Le plat des scailtons
Un peu plus loin, nous nous installons, dans un espace aménagé en modeste mais confortable salle de restaurant, pour boire de l’eau (très bonne d’ailleurs) de l’ardoisière mais surtout pour découvrir les « canadas aux rousses », plat traditionnel du dimanche des scailtons. Toujours typique de la région, il se compose de pommes de terre roussies par des oignons, accompagnées d’une saucisse de campagne, d’un carré de porc et de lard fumé. Bref, un plat costaud mais délicieux ! Heureusement, la sortie de la mine ne se trouve qu’à un jet d’ardoise de là. C’est en terrasse que nous prendrons le dessert : un café ardennais, soit un mélange sucré de café, de genièvre et bien sûr d’eau de la mine, servi avec un feuilleté aux pommes, à la cannelle. Une pâtisserie gourmande présentée sur... une ardoise, pardi !
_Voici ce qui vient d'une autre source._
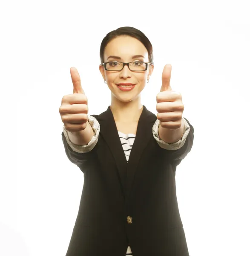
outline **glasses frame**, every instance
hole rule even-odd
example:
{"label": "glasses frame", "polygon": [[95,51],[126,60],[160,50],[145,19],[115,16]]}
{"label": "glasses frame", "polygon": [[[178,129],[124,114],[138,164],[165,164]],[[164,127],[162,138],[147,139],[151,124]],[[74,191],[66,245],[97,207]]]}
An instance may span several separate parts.
{"label": "glasses frame", "polygon": [[[106,65],[107,63],[109,63],[110,62],[120,62],[120,63],[122,63],[123,64],[123,67],[122,67],[122,69],[121,70],[109,70],[107,69],[107,67],[106,67]],[[129,66],[129,63],[132,63],[133,62],[141,62],[142,63],[145,63],[146,65],[146,69],[143,70],[132,70]],[[107,70],[108,71],[121,71],[121,70],[122,70],[124,69],[124,67],[125,66],[127,66],[129,68],[129,70],[131,71],[132,71],[133,72],[141,72],[142,71],[145,71],[146,70],[147,70],[148,69],[148,64],[152,64],[152,62],[144,62],[144,61],[130,61],[130,62],[127,62],[126,63],[125,62],[123,62],[122,61],[108,61],[107,62],[104,62],[104,63],[101,63],[101,65],[102,65],[103,66],[104,65],[104,69],[106,70]]]}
Au coeur de l’Ardoise, domaine de la Morépire, 1 rue du Babinay, 6880 Bertrix.
Programme « La mine gourmande » : 45 € (comprend la visite guidée de l’ardoisière, le repas et les boissons). Tous les dimanches midi (sur réservation) pour les individuels, tous les jours pour les groupes à partir de 10 participants. Durée : 2h30 environ. Visite individuelle avec audioguide: 9,50 €. Possibilité de visite guidée.